まあね、何かと理由をつけて常に俺と一緒にいたがる従姉さんと仲良くはなれないか、ことある事に俺に寄ろうとする彼女をいつもさりげなく離そうとしているし。
「そうだけどねぇ、でもそれならあなた達にもその一翼は担って貰ってるのだけれど?」
「私たちは非正規部隊ですので」
おっと、なんかバチバチ始まってしまったか?
二人とも口は笑っているが目が笑っていない、怖い!
どうしようとオドオドしているとガシッと左腕を掴まれた。
啓?
「今のうちに二人で行きませんか?」
「ーーっ!!!!」
今のは心臓止まるかと思ったぞ!ジト目を上手く上目遣いにして言ってくるもんだから久しぶりの心拍数バク上がり案件、さりげなく水咲さんよりは小さいがそれなりにある胸が俺の腕に当たっている。
「ちょっと啓ちゃん何してるの」
「抜け駆けは許しませんわよ」
こういう時は息ぴったり、冷たいトーンで啓に問いかける水咲さんと従姉さん、二人に睨まれた啓はビクッとしてスススッと俺の後ろに隠れる。
守らなくては!!
「まあまあ、二人ともそんなに熱くならないで」
何とか宥めようと試みるも。
「あーあ、せっかく久しぶりにツルギちゃんと寝れると思ったのに」
「ちょっ!!!!」
なんて事を言ってくれるんだ、めちゃくちゃ悪い顔をしている従姉さん、いったい何年前の話をしてるんだよ!!当の彼女は爆弾を放り込んでしたり顔だ。
「一緒に?」
「寝てた?」
あーあー、やばいやばい!俺の後ろに隠れていた啓も俺から離れ、二人にハイライトの消えた蔑んだ目で見られる。そりゃね、そこだけ聞けばやばいよ?
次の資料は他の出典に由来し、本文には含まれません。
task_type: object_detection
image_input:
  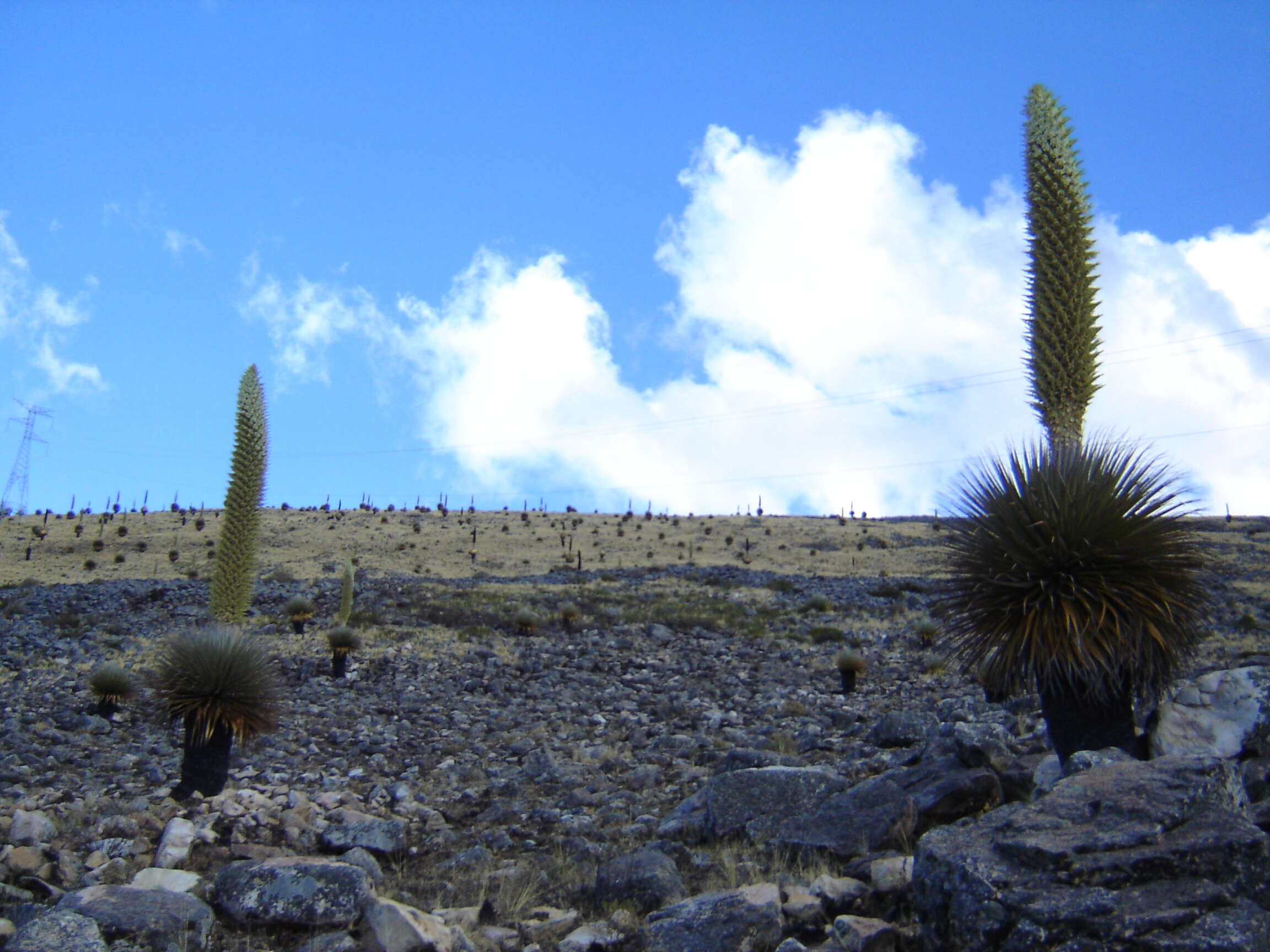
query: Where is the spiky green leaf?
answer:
[944,439,1209,700]
[1024,84,1099,444]
[154,627,278,744]
[209,364,269,625]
「いや、これはですね水咲さん、啓さん。十年以上前の話でして・・・・・・、そう、子供の時だって」
「でも、一緒に寝てたんだよね?」
「ま、まぁ・・・・・・」
おっしゃる通り!やめて!黒歴史を掘り返さないで!
「あの時は可愛かったなぁ。あぁ、今も可愛いけどね」
「従姉さん!」
ウインクするなっ!従姉さんも従姉さんで水咲さんに対抗しているのかな?本当にやめて欲しい。
「まあいいわ、先に休んでらっしゃい。私も仕事はちゃんとしないとね」
この人あとから来る気だ、どうしよう・・・・・・。
「ああ!ちょっと隊長、帰ってきてるなら早く教えてくださいよぉ!偵察に行きますよ」
遠くから従姉さんを呼ぶ声が聞こえた、従姉さんを隊長って呼ぶことはクロウ隊の二番機、リルスさんだ。
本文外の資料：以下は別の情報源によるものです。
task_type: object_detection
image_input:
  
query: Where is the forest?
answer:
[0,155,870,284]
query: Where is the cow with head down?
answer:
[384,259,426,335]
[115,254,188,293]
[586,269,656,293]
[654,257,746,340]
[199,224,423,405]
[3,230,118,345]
「もうあの子は本当に騒がしいわ。じゃあ、ゆっくり休むのよー」
背の高い従姉さんの隣に小柄なリルスさんがついて戦闘機に戻っていく、彼女はそばかすがチャームポイントで三人とはなんとも違う活発的な感じだが、どこか面倒くさがり屋で、だけど面白い人だった。
「何見てるんですか?」
俺の顔の真横で冷めたジト目を向けている啓。
「いえ!なにも!」
確かに従姉さんとリルスさんの後ろ姿を見ていたけど、そんなことは口が裂けても言えない。
「リルスさん?あの子も可愛いもんねぇ」
察しのいい水咲さん、女性は目線が分かると言うし、ホント俺を困らしてどうしたいのやら。「違うよ!」と否定はしておく。
「でも休みかぁ、啓ちゃん何するー?」
「とりあえずゆっくりしたいですね」
「そーだよねー。でも、買い物とかもしたいよね」
「したいです」
俺そっちのけでキャッキャと話を進める二人、買い物か、そりゃここ数年ショッピングとかて全くしてないし何かしら欲しいよね、大丈夫、金ならいくらでもある。んで、俺は何しようかなぁ、そう考えていると。
「剣くんは何したい?」
水咲さんがニコッと太陽のような笑顔で話を振ってくれる、ここはバシッと言わないと男が廃る!
「俺は二人と一緒に居られるならそれだけで!」
数秒の沈黙が流れる。お?
「あ、そういうのはいいよ」
「キザ過ぎます」
「ヒドイ!!」
もう泣きたいよ・・・・・・。
しかし、そうは言うものの水咲さんと啓は俺の困り顔を見て笑っていた。